Well, “unlimited” is not really unlimited. In most companies, employees can take time off when they need it, based on their best judgment, as long as it doesn’t prevent them from getting their job done because they’re never there. Some of the companies have suggested guidelines that managers can point to in case of possible abuse.
Also, this is not a completely informal or orderless process: these companies still require advance notice other than for sick days and several of them require formal approval if an employee wants to take 2+ weeks off in order to manage the company workload and customer service.
There are four main reasons cited for the abandonment of the traditional PTO policies and the adoption of an unlimited PTO policy:
- increase in employee motivation
- positive differentiation in competitive recruiting situations
- reduction of administrative work
- lower company cost and liability
Apparently, the flexibility offered by these “unlimited” PTO policies is seen by the employees as a plus to help accommodate what life throws at them in terms of personal events, the need for periods of rest with family and friends and to properly recover when sick. They feel treated like adults who can manage their time off without oversight.
Employers tend to highlight the unlimited PTO policies during interviews with prospective employees as a positive differentiation factor compared to other companies. The response by the candidates is generally of positive surprise and appreciation. They see these policies as a reflection of a positive company culture that values trust and personal responsibility.
On the administrative side, employers cite the relief by the HR departments of not having to chase down employees to properly report the days that they actually took off as well as dealing with the challenge of maintaining accurate accruals and carryover balances.
When it comes to the impact to company cost and long term liabilities, I was struck by the findings of the companies that have been adopting these new PTO policies for some time now. Employees (in the high tech industry, that has a highly educated and responsible workforce), while appreciating the flexibility provided by these new policies, appear not to abuse them and tend to take the same number of days off no matter what the policy is.
The other interesting finding is the material savings that these new PTO policies can provide to a business, which may be one of the strongest reasons for their adoption by employers. Traditional PTO policies allow employees to carry forward unused vacation days into the next fiscal year.
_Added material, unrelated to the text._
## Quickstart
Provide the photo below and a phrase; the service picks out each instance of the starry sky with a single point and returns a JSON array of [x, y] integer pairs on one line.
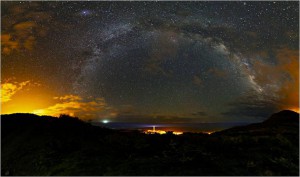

Even though most companies cap these accruals up to a maximum number of days that they can carry over, these numbers can add up to significant amounts across an entire workforce.
In M&A or some financing situations, the accrued PTO is treated as an actual cash liability that in some cases must be paid upon the sales of the company or its assets. For emerging companies, this can amount in a reduction of the company’s sales price by several hundreds of thousands of dollars. With most of these new “unlimited” PTO policies there are no accruals and vacation days are expensed as they are incurred. This eliminates any liability driven by unused paid time off from the balance sheet. It is no wonder then to see many employers giving these new policies a second look and being encouraged by their investors to do so.
Please share your personal experiences and opinions in the comments section below, so we can learn more about the subject from one another.
3 thoughts on ““Unlimited” PTO policies: a win-win for employers and employees?”
I’m curious how companies handle this re: salary. For example, you have two employees who are offered an annualized salary of $100K a year. One takes two weeks vacation a year and the other takes 4 weeks a year. Do they really both make $100K that year? If so, doesn’t this encourage people to use the maximum number of days provided in the guidelines?
I have seen the answer depending on the type of work and if work duration and work output/results are directly correlated or not.
Put in this perspective, then we can ask ourselves: If the employee that takes more vacation can produce the same results or more than the other employee in less time throughout the year, would you want to penalize him/her for that?
No, I don’t think you do want to penalize him/her, but I think this gets very subjective and potentially problematic pretty quickly. I’m just wondering if this is an imaginary problem or a much bigger one than might otherwise be expected. Thanks for the post.